Buying a Ferrari isn’t something one does out of necessity. A Ferrari is art on wheels and ownership is as far from the norm as one can imagine. At the end of the day, though, a Prancing Horse is still a car that’s prone to failure. Hence, the best name in the biz is not immune to the Takata airbag infamy.
Ferrari Takata module 1 photo
This bit of news comes in response to the latest expansion of the Takata airbag recall, announced at the beginning of May 2016. According to a release published by the National Highway Traffic Safety Administration, affected Ferrari models were manufactured between February 16, 2009, and July 8, 2011. These models are the 2009 - 2011 MY California and the 2010 - 2011 MY 458 Italia. The faulty part this time around is the passenger frontal airbag.

”In the event of a crash necessitating airbag deployment, these inflators may rupture due to propellant degradation occurring after long-term exposure to absolute humidity and temperature cycling," the agency informs. The scenario for disaster is an inflator rupture that could result in shrapnel striking the driver and/or front passenger. In the U.S., 10 people died due to the defect affecting Takata airbag inflators, nine of them in Honda vehicles. Two people in Malaysia are the latest victims of the shrapnel-blasting inflators.

Happily, however, Ferrari North America isn’t aware of any incidents or consumer complaints involving the Takata airbag problem. Down Under, the Australian Competition & Consumer Commission recently made an announcement that mirrors that of the NHTSA. “A possible nonconformity within an outsourced component contained in the passenger side airbag,” is how the commission puts it.
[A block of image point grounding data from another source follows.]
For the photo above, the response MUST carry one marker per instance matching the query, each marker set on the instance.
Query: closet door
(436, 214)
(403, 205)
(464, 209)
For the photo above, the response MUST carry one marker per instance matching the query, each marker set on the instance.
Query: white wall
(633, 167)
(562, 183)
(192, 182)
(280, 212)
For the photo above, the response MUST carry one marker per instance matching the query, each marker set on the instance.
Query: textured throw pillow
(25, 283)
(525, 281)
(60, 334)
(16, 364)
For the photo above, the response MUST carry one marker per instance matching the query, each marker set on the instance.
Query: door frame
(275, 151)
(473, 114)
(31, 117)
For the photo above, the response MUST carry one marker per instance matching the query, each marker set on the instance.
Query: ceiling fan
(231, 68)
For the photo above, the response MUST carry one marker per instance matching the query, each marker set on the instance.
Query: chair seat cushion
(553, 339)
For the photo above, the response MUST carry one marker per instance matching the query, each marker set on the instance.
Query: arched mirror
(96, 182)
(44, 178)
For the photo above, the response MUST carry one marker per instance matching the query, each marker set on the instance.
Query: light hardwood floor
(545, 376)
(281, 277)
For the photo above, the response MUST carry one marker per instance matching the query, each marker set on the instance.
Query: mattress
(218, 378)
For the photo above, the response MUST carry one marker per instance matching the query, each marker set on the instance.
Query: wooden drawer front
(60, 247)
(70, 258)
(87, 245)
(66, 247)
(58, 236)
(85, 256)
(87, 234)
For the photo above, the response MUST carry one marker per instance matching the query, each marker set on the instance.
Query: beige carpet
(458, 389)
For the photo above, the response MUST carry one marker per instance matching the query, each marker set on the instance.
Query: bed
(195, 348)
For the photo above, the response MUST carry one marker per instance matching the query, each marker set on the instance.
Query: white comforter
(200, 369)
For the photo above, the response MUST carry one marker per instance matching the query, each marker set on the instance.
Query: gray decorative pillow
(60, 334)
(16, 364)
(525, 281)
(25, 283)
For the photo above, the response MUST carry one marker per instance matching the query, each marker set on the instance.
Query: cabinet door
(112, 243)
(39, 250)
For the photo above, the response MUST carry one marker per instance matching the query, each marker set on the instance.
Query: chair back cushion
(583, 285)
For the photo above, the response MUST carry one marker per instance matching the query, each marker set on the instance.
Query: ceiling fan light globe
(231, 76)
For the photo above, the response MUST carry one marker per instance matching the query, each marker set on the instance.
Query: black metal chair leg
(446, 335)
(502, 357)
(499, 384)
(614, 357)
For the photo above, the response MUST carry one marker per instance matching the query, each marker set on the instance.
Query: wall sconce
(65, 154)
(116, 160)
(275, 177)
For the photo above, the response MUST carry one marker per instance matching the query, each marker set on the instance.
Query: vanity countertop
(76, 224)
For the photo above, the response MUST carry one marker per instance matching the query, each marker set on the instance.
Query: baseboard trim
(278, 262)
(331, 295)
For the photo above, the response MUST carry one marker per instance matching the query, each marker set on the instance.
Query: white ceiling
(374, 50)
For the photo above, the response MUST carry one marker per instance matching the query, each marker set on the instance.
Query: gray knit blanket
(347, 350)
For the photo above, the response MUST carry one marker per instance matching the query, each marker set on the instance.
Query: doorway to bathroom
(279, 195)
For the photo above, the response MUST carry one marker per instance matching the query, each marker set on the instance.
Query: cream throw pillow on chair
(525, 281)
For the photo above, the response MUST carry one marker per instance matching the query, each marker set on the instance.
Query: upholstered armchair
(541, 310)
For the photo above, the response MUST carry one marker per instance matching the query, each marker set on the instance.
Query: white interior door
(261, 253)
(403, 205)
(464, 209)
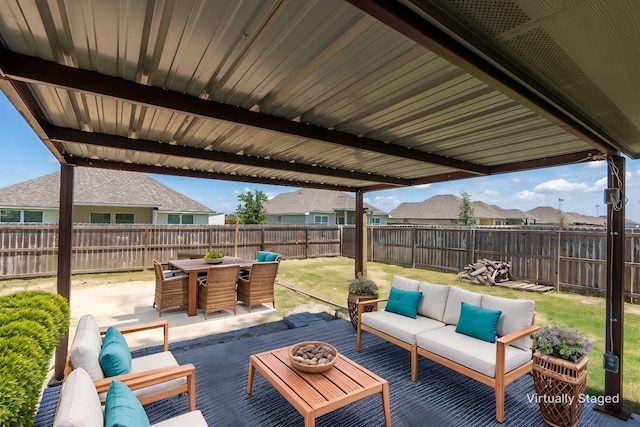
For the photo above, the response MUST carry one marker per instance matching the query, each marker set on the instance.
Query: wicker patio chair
(258, 288)
(218, 290)
(172, 289)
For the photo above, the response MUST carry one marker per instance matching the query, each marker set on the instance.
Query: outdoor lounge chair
(172, 288)
(258, 288)
(80, 405)
(88, 351)
(218, 290)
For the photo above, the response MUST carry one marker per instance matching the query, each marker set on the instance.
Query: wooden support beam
(65, 226)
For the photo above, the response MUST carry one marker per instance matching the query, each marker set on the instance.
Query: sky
(580, 186)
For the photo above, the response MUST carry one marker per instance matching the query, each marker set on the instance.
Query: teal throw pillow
(122, 408)
(403, 302)
(115, 356)
(478, 322)
(271, 256)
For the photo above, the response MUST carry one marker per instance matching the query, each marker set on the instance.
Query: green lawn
(328, 277)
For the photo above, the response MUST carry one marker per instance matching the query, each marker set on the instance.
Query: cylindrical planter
(352, 304)
(559, 385)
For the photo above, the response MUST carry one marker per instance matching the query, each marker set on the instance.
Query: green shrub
(31, 326)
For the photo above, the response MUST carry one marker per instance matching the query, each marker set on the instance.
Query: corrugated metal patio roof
(344, 95)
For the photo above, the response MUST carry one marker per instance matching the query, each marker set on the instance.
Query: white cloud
(527, 195)
(423, 186)
(386, 203)
(597, 164)
(560, 185)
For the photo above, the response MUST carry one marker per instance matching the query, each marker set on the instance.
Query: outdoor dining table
(198, 265)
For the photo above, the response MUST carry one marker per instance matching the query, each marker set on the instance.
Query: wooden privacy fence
(31, 250)
(567, 259)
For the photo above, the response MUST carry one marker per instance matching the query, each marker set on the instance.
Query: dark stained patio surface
(439, 397)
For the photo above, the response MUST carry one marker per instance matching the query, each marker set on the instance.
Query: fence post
(472, 247)
(558, 246)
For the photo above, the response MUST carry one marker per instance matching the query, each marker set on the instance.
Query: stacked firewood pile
(486, 272)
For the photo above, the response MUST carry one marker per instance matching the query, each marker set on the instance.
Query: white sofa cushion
(404, 284)
(401, 327)
(434, 300)
(454, 300)
(191, 419)
(79, 405)
(470, 352)
(85, 350)
(516, 314)
(163, 359)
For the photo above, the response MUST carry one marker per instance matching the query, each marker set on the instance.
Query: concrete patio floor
(131, 303)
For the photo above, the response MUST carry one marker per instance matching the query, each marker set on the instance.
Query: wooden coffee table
(317, 394)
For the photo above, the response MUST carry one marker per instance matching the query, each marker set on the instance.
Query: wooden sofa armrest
(164, 324)
(145, 379)
(501, 347)
(373, 302)
(515, 336)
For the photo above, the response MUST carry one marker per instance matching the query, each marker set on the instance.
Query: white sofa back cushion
(79, 405)
(434, 300)
(454, 303)
(516, 314)
(405, 284)
(85, 350)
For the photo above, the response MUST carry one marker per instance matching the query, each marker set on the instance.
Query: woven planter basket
(559, 385)
(352, 304)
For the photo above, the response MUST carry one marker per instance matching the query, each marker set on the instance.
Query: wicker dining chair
(171, 290)
(218, 290)
(258, 288)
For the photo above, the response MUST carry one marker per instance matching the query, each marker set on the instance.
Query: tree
(466, 214)
(251, 209)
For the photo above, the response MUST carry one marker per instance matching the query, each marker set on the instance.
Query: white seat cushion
(149, 362)
(470, 352)
(163, 359)
(516, 314)
(434, 300)
(85, 349)
(191, 419)
(401, 327)
(79, 405)
(454, 299)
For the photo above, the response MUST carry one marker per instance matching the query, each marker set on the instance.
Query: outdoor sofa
(110, 359)
(80, 405)
(484, 337)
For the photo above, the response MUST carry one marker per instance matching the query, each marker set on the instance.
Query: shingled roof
(100, 187)
(305, 200)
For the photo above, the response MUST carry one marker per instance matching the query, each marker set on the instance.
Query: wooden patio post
(65, 226)
(358, 250)
(615, 290)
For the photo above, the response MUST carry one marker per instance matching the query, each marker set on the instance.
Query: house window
(100, 218)
(33, 216)
(179, 219)
(9, 216)
(124, 218)
(321, 219)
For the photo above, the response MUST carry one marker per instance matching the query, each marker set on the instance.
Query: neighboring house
(101, 196)
(445, 209)
(546, 215)
(309, 206)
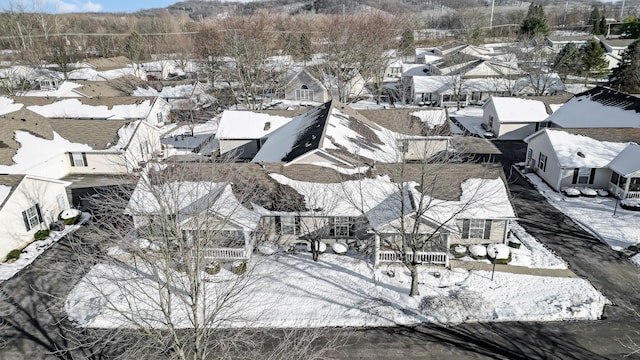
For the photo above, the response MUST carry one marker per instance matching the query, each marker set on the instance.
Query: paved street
(36, 329)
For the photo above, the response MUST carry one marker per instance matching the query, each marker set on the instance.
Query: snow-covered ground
(619, 231)
(33, 250)
(290, 290)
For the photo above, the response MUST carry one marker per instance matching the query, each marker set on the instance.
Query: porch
(435, 258)
(624, 187)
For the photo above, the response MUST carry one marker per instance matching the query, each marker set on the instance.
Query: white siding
(13, 233)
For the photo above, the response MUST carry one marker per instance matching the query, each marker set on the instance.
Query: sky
(67, 6)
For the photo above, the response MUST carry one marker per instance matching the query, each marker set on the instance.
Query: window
(476, 229)
(32, 217)
(288, 225)
(78, 159)
(304, 93)
(403, 146)
(342, 227)
(583, 176)
(542, 162)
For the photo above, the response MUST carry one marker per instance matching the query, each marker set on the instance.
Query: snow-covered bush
(13, 254)
(41, 235)
(70, 216)
(514, 243)
(322, 247)
(212, 269)
(478, 251)
(459, 251)
(239, 268)
(630, 204)
(588, 192)
(571, 192)
(340, 248)
(268, 248)
(500, 253)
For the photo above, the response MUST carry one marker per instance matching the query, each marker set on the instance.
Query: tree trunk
(414, 282)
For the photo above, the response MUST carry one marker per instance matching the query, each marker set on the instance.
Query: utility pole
(491, 19)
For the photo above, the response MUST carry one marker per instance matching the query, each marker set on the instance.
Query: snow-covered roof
(579, 151)
(628, 160)
(74, 108)
(432, 118)
(34, 150)
(64, 90)
(599, 107)
(510, 109)
(236, 124)
(8, 105)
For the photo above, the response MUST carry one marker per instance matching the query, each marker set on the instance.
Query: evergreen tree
(306, 49)
(594, 20)
(568, 61)
(602, 26)
(535, 23)
(626, 77)
(407, 45)
(594, 62)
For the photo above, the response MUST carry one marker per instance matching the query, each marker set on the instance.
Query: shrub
(212, 269)
(239, 269)
(14, 254)
(514, 243)
(41, 235)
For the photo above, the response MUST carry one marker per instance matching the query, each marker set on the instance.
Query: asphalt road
(35, 326)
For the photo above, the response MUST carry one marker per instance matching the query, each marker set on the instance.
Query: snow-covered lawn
(290, 290)
(33, 250)
(595, 214)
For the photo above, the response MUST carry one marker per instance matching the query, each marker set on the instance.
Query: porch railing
(437, 258)
(223, 254)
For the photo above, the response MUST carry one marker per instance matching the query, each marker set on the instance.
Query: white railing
(223, 253)
(422, 257)
(633, 195)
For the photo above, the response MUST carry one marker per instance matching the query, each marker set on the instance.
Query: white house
(511, 118)
(28, 204)
(598, 108)
(563, 159)
(304, 87)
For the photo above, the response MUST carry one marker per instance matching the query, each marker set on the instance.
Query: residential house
(304, 87)
(510, 118)
(56, 147)
(563, 159)
(28, 204)
(599, 107)
(556, 43)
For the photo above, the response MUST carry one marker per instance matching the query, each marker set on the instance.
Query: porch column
(376, 251)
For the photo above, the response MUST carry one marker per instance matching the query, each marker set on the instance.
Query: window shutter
(487, 229)
(26, 221)
(465, 228)
(276, 220)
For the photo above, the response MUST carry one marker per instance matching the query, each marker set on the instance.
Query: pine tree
(602, 26)
(626, 77)
(568, 61)
(407, 45)
(594, 62)
(306, 49)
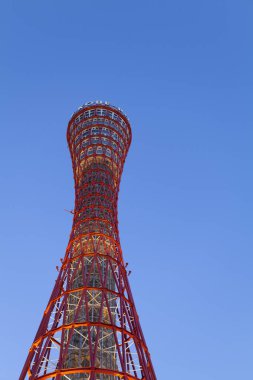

Affected cars in The Oz include certain units of the entry-level California, 458 Italia, 458 Spider, and FF manufactured from 2009 to 2011.

Instead of an ending note, I’m much obliged to tell you that government watchdogs, carmakers, and Takata have investigated the problem extensively since the beginning of the scandal in 2013. The largest automotive recall in history now comprises of 78 million inflators slated to be replaced through 2019.